Les chercheurs ont commencé à se demander si les éléphants ne s'adressaient pas les uns aux autres en utilisant des identifiants spécifiques, de la même manière que les humains utilisent des noms. Mais à l'époque, aucune technologie n'était disponible pour vérifier une telle possibilité.
Des années après ces premières observations, les chercheurs ont conçu une étude scientifique. Leur objectif était de tester, à l'aide de sons, l'idée selon laquelle les éléphants pourraient se reconnaître et s'adresser individuellement les uns aux autres par des signaux vocaux.
Sur le terrain, ils ont enregistré des centaines de cris d'éléphants, notant méticuleusement qui appelait, à qui le cri semblait s'adresser et le contexte de chaque vocalisation.
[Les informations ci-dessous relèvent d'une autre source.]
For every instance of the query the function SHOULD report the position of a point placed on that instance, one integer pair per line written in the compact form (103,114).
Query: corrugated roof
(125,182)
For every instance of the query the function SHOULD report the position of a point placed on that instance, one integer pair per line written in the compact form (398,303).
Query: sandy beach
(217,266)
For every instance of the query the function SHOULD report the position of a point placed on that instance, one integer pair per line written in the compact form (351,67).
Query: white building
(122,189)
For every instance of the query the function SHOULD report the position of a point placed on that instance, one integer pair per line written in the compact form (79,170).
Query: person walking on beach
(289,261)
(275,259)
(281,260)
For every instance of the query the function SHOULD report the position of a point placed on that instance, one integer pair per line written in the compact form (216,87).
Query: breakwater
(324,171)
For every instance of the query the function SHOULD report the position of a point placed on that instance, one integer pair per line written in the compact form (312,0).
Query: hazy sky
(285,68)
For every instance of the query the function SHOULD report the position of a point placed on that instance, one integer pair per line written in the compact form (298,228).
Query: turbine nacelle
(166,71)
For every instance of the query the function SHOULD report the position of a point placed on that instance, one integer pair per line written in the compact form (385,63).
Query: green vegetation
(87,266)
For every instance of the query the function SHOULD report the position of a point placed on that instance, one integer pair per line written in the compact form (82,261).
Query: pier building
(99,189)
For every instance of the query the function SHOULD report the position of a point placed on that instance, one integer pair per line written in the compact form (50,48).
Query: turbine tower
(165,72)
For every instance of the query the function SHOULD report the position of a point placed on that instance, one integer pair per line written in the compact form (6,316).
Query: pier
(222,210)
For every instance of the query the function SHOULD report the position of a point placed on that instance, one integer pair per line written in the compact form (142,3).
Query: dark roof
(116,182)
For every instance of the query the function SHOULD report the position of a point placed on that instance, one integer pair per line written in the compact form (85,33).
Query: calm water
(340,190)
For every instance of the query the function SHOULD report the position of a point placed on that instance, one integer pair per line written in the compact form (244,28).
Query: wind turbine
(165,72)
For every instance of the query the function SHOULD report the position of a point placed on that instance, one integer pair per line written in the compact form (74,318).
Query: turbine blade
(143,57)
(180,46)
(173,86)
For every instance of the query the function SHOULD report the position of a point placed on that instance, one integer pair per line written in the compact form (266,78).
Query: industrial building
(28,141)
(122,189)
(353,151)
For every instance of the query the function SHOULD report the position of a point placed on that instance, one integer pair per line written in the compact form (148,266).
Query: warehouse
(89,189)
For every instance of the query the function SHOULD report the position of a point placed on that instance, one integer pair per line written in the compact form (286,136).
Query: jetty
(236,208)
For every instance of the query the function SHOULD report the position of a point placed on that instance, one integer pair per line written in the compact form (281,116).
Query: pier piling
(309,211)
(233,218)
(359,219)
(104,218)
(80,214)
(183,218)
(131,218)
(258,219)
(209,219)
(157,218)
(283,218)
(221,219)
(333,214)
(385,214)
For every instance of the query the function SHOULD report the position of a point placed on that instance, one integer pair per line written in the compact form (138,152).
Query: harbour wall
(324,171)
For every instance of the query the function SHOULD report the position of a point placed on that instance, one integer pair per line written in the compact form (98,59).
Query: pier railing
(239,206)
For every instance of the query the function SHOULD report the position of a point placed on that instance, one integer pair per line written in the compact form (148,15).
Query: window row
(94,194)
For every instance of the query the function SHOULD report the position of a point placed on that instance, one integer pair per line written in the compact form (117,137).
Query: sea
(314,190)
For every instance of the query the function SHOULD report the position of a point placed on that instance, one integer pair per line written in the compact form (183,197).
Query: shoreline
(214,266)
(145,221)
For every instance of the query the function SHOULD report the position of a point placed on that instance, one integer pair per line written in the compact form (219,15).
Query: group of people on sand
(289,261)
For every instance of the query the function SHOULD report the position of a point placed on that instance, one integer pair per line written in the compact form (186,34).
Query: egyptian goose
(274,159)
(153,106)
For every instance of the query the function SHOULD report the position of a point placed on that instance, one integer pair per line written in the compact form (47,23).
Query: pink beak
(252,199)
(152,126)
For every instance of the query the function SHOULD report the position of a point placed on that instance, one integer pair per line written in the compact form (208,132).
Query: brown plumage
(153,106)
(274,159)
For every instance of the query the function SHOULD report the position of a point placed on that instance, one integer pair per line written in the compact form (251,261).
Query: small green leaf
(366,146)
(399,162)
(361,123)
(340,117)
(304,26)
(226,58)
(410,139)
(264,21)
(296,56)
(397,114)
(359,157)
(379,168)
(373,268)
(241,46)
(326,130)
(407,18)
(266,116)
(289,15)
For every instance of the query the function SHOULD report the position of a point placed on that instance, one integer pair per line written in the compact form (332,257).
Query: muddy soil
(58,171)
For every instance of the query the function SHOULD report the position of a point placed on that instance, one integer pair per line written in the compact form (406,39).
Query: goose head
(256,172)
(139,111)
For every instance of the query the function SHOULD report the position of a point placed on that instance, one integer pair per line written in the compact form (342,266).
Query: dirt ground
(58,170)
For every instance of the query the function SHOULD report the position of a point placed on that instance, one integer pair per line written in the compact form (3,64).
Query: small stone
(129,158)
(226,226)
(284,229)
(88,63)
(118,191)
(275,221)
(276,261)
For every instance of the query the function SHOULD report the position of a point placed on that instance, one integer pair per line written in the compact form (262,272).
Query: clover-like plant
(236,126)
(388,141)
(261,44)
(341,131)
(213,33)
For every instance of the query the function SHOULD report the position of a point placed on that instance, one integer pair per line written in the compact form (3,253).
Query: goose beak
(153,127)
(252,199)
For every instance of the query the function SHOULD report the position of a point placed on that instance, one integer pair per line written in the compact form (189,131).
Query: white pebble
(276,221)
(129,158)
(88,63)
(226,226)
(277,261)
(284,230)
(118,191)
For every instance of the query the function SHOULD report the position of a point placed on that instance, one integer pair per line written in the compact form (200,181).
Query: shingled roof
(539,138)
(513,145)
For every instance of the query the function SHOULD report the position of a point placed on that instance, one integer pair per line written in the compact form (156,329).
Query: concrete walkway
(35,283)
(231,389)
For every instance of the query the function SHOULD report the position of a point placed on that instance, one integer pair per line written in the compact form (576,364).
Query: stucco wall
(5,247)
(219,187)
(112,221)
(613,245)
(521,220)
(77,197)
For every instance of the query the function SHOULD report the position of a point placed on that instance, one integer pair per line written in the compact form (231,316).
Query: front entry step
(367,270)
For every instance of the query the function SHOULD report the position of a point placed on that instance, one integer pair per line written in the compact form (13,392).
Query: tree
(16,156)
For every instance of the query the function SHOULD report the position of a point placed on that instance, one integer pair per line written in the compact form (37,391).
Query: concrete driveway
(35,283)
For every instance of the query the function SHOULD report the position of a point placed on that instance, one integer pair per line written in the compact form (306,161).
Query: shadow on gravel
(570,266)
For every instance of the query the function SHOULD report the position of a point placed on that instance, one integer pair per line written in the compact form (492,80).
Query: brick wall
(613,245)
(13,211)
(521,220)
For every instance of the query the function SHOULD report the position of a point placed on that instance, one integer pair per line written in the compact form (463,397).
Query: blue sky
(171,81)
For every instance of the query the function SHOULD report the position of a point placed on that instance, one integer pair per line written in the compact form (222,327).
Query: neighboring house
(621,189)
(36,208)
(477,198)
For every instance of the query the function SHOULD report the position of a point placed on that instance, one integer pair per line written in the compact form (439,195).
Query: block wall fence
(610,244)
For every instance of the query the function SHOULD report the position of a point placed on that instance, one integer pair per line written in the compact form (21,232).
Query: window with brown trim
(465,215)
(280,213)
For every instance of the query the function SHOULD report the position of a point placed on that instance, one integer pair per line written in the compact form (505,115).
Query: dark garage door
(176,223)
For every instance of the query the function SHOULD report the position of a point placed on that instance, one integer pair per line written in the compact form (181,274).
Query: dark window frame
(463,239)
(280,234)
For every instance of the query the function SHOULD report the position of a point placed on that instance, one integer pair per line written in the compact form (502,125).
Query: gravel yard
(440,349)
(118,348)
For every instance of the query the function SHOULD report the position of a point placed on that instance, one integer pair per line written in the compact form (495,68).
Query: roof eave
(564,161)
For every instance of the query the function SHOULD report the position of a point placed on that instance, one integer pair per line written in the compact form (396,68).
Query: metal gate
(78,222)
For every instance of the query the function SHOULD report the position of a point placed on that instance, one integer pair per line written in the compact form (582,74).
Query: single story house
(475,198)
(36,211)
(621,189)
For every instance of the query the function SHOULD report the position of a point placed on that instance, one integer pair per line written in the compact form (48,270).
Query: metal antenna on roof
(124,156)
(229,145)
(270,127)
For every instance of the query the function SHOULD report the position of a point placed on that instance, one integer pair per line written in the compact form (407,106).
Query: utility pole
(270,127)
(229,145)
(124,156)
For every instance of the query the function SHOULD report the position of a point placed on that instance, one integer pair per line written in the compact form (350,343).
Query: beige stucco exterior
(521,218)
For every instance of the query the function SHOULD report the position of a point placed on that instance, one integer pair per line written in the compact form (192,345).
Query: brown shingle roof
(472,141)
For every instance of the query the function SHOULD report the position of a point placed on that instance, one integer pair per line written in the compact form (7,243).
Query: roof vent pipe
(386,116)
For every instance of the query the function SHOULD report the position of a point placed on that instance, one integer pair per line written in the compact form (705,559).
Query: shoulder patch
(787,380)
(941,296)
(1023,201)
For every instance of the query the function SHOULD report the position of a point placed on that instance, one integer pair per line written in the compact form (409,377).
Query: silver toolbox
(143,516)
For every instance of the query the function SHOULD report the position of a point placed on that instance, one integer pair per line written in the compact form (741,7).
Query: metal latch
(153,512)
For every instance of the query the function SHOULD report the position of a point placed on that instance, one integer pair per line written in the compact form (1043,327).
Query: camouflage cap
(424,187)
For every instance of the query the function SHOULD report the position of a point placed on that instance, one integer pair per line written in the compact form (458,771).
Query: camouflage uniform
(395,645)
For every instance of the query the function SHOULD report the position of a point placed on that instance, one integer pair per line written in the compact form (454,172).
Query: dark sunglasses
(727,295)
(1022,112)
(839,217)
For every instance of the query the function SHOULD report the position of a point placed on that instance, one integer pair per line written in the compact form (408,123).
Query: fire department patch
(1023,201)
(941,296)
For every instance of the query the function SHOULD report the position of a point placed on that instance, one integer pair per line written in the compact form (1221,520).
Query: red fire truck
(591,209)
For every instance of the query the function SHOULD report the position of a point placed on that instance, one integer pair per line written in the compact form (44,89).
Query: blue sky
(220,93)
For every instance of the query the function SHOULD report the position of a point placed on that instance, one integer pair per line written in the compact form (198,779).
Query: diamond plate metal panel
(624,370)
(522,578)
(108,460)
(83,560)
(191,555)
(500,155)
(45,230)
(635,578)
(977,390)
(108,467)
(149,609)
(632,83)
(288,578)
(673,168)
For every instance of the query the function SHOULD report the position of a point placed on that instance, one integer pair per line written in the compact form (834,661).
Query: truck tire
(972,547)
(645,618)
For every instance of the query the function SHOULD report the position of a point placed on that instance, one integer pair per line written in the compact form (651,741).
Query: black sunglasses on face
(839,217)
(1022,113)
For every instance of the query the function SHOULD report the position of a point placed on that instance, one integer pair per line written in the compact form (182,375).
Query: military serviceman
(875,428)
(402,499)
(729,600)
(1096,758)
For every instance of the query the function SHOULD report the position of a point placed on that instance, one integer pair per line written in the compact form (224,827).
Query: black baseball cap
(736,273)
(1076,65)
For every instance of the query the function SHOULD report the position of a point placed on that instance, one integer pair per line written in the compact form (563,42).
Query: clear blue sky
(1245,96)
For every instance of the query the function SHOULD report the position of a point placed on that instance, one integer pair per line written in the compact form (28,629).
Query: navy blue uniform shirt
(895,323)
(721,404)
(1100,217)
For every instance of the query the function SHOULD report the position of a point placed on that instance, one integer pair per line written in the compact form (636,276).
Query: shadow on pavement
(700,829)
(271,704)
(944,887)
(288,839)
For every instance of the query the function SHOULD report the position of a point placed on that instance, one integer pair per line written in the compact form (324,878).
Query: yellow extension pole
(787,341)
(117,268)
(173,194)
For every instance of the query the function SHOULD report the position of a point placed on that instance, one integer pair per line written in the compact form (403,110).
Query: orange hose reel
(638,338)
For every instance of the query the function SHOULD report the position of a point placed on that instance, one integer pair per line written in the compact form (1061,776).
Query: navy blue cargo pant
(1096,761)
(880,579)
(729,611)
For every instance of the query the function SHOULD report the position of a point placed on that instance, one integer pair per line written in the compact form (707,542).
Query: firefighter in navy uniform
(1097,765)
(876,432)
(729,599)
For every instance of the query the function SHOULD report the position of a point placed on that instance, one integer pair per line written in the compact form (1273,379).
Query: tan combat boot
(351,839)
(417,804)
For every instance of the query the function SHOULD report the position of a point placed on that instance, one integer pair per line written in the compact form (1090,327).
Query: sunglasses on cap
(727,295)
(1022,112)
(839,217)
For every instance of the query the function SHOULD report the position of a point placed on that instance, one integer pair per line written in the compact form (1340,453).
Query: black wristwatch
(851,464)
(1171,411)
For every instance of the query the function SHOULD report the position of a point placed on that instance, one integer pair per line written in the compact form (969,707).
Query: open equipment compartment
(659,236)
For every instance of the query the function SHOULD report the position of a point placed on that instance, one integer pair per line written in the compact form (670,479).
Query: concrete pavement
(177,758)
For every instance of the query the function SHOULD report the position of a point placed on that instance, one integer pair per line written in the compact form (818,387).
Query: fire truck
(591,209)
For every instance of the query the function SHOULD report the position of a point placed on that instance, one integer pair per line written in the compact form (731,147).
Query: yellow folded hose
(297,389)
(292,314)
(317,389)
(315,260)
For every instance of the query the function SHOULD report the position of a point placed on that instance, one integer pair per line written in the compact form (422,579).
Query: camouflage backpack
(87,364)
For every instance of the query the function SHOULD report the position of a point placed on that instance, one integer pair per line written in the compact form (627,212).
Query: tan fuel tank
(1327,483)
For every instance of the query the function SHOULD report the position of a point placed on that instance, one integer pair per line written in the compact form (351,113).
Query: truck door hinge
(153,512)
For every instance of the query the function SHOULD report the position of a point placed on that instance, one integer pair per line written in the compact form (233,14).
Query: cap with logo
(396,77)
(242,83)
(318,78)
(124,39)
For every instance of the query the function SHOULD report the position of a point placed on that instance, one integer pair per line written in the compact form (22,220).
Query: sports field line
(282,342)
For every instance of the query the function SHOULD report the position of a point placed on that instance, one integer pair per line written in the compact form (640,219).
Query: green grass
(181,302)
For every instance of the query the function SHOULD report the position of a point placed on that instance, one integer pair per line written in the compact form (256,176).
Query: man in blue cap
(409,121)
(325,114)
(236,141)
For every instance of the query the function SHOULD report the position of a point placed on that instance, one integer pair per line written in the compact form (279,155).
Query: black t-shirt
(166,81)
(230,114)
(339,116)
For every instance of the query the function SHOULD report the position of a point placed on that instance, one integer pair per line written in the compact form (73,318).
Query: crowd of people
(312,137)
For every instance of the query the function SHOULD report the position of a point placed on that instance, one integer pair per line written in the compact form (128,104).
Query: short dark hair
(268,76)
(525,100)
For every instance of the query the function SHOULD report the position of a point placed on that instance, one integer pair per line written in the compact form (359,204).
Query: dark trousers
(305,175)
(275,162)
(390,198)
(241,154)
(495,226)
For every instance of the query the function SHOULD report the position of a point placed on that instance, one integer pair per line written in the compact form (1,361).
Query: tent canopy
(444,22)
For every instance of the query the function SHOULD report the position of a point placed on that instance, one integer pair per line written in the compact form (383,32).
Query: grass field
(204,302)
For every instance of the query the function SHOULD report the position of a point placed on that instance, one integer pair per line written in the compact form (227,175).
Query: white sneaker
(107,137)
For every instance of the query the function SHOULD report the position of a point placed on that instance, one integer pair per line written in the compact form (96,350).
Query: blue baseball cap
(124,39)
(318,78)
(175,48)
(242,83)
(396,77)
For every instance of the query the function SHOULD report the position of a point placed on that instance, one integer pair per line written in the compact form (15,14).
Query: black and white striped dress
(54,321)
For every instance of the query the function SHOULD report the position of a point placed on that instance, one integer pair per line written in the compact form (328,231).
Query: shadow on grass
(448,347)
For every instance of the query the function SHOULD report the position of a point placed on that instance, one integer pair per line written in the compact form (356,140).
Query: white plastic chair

Ces enregistrements audio ont ensuite été transformés en ensembles de données numériques détaillées reflétant les schémas de communication.
Après avoir introduit près de 500 de ces cris d'éléphants dans un modèle d'apprentissage automatique, les chercheurs ont vérifié s'il pouvait prédire le destinataire de l'appel en se basant sur des modèles sonores. Le modèle a obtenu de bien meilleurs résultats que le hasard et a fourni des preuves irréfutables que les éléphants pourraient utiliser des noms individualisés pour communiquer au sein de leurs réseaux sociaux.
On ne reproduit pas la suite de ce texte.